Acting since she was a child, Moss first came to wider attention as Zoey Bartlet, the teenage daughter of Martin Sheen's President Jed Bartlet, on Aaron Sorkin's series The West Wing before graduating - via the occasional movie role - to Mad Men.
Playing Peggy as the character has become more sensible and successful - last season she was poached by another agency - still presents a challenge, she says.
"It's a delicate balance between allowing her to grow and allowing her to change and retaining sight of the original Peggy that we love and not losing sight of the original person and the character that the audience has identified with.
"So it becomes easier in the sense that she becomes closer to myself, it becomes more fun because she is more confident and funnier, and you definitely want to have something new to play."
TotL certainly offers that. And not just because Peggy has rarely done a scene outdoors whereas Moss has been out in the wilds, scouring mountain ranges and lake edges most days during her months on the shoot.
"There's definitely pressure. It's the biggest thing I've ever done ... but I prefer to think of it as a challenge otherwise you'd get scared and I think that in the beginning you feel that more, but after two or three months you are just doing your job and trying to do the best job you can.
"The amount of stuff that you are involved in is pretty epic."
Moss had pursued the part after hearing about it. Campion had originally planned on using an Australian actress - partial funding by the Australian Broadcasting Corporation for the six-part series had depended on it - but didn't find anyone she thought was right.

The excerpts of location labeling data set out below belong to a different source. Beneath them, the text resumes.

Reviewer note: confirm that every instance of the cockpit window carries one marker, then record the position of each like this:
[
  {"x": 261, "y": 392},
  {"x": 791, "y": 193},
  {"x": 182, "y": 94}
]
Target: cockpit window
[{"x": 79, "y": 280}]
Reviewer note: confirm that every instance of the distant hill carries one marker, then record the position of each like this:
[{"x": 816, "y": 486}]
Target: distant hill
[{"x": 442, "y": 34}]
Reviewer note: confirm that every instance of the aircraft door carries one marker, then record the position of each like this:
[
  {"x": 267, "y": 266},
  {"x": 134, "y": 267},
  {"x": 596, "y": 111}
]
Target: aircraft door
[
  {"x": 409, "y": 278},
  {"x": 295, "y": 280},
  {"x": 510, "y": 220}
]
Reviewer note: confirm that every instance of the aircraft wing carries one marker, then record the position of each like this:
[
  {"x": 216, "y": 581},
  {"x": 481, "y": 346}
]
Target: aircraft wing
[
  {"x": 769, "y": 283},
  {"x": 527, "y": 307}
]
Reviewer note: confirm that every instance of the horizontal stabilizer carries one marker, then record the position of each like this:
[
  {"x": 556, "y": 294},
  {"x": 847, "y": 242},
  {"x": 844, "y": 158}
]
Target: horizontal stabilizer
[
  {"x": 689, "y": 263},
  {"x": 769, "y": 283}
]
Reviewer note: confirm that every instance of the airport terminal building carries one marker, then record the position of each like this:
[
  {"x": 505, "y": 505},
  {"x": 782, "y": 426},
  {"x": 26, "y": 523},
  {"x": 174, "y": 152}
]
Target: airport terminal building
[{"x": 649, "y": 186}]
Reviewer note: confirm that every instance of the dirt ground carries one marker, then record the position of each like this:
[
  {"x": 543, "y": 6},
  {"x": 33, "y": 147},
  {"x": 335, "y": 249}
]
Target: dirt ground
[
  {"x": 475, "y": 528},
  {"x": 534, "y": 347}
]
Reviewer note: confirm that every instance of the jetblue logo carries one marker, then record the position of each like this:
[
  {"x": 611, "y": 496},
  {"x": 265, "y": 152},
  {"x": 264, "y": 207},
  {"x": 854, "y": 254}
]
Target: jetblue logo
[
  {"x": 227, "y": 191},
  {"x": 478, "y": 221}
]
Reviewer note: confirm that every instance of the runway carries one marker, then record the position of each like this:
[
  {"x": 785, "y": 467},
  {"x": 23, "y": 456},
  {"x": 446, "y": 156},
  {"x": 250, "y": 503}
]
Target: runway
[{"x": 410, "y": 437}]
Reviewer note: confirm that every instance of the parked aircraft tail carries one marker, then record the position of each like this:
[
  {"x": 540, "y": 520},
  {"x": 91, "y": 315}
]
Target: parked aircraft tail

"The material is quite difficult and quite complicated," says Campion. "You can't get away with just being real - you have to have some other quality that holds your interest. "And Lizzie did an audition that she sent to us and I guess we weren't holding out much hope. But for the first time we found ourselves riveted.
"She holds you and she's mysterious and I think for her it's a great role because it is so different from the Peggy character that she is so loved for in Mad Men.
"She's got that hardness but Lizzie stays open, she lets you in ... she can ground the work and she can keep it surprising."
Moss's Griffin, is a policewoman specialising in crimes against children, who, while visiting her ailing mother in Queenstown, gets involved in the life of young Tui Mitcham (Jacqueline Joe) when it's found the girl is pregnant. Griffin also has her own troubles to face including an old flame who has resurfaced. Moss: "It becomes a kind of diving down the rabbit hole kind of thing where she starts uncovering all the lies and secrets of this place and ends up going on this journey to look for this girl, but also look for herself."
Moss headed to the Queenstown-based shoot just a few days after wrapping the fifth season of Mad Men, arriving with the new Antipodean accent she had been practising for months.
"It's such a difficult accent," she says in her own Californian tones. "What we've done, and I think it's kind of important for us to stress, is that we are not trying to do a regionally specific Australian or Kiwi [accent] or whatever. We just wanted it not to sound American and we just wanted to tell the story. It's essentially Jane's accent.
"The whole thing from the beginning was 'let's not try to prove a point here, just take all the American out of it so that we can listen to the story'."
If Mad Men has one thing in common with TotL, is that's it's partly about sexual politics - though the Campion series is far more extreme.
"There's are things that are far worse than sexual harassment in the workplace going on. It deals with different elements of people's psyches and evil.
"It's a bit darker than the ass-grabbing that we've done on the show at times," she laughs "but both are equally important to show, I am sure."
Top Of The Lake starts on UKTV on March 25.
Mad Men's sixth season starts on SoHo on April 14.